Addressing the media after Supreme Court judge Dennis Chirwa quashed the Lusaka High Court decision that granted the Patriotic Front (PF) an injunction restraining its Matero member of parliament Faustina Sinyangwe from performing her duties, Machungwa, who was in a joyous mood, said Chiluba had every right to support whoever he wanted.
In apparent reference to the PF, Machungwa said some people who Chiluba supported in 2006 were now crying the loudest because they were scared of losing the election since Chiluba’s support had shifted from them.
“Now let me also mention the debate that has been going on in the papers that Dr Chiluba cannot talk about this because he’s retired. But, you see, the law in this country does not mean that a retired president loses his right to express his opinion on a political issue or in fact to support a given candidate; he has all the right,” Machungwa said on Thursday. “What retirement means is he cannot himself stand for political office like he wants to become president or vice-president or chairman of a party, that’s what that means. So it doesn’t mean that he cannot support anybody. Like he himself pointed out, in 2006 he came out and fully supported Mr Sata for the presidential election. And nobody was crying about it. But I think now others are crying because they are scared of the loss that they will suffer as a result of him supporting somebody else. Like anybody else he has a right to express his opinion.”

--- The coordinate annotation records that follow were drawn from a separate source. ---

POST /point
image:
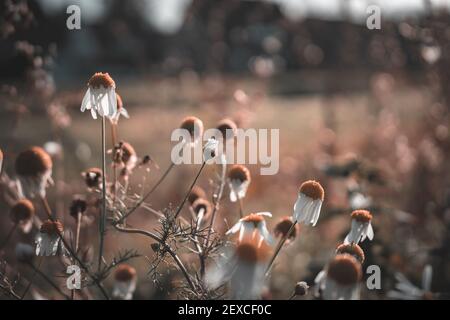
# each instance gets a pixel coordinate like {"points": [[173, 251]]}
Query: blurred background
{"points": [[365, 112]]}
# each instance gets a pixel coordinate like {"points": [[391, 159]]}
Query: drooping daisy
{"points": [[48, 240], [202, 209], [243, 268], [253, 226], [340, 281], [93, 178], [121, 111], [405, 290], [125, 278], [282, 228], [227, 127], [361, 227], [22, 214], [34, 171], [195, 128], [309, 202], [100, 96], [239, 179], [353, 250]]}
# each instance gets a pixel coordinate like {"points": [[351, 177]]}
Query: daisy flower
{"points": [[282, 228], [340, 281], [243, 268], [34, 170], [22, 214], [202, 209], [309, 202], [238, 179], [125, 279], [195, 128], [100, 96], [361, 227], [48, 240], [253, 226], [405, 290]]}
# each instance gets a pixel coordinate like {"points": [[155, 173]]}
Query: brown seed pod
{"points": [[33, 162], [283, 226], [362, 216], [196, 193], [100, 79], [239, 172], [312, 189], [92, 177], [23, 210], [345, 269]]}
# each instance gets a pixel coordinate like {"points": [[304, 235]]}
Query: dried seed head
{"points": [[345, 270], [200, 204], [193, 125], [124, 273], [301, 288], [23, 210], [33, 162], [283, 226], [253, 217], [239, 172], [312, 189], [352, 249], [52, 227], [77, 206], [101, 80], [92, 177], [196, 193], [362, 216], [227, 126], [251, 252]]}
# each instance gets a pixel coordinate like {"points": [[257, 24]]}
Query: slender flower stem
{"points": [[94, 278], [241, 208], [189, 191], [142, 200], [165, 246], [49, 281], [103, 216], [279, 246], [216, 204], [77, 235], [8, 236]]}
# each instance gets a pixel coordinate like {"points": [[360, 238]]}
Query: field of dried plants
{"points": [[359, 209]]}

When asked if those rights allowed Chiluba to actively campaign for his prefered candidate in the manner he had been campaigning for President Banda on the Copperbelt, Machungwa defended the action.
“If people ask him for his opinion, president Chiluba went to attend to personal matters. And it is obvious as former head of state he meets a lot of people and he’s free to say yes I support this person or I cannot support this person. He is in his right to express his opinion, and you see like me when we debate it is my right to say I think we should not pass this law because it is wrong,” said Machungwa. “And he hasn’t lost his right to do that. So those who still are crying very loudly because they’re going to lose, yes they must know that he will not support them, but there are others who may support them, that’s what it is. What right he has lost is that he cannot stand for political office. If he tries to do that we ourselves will say no Mr former president you are wrong.”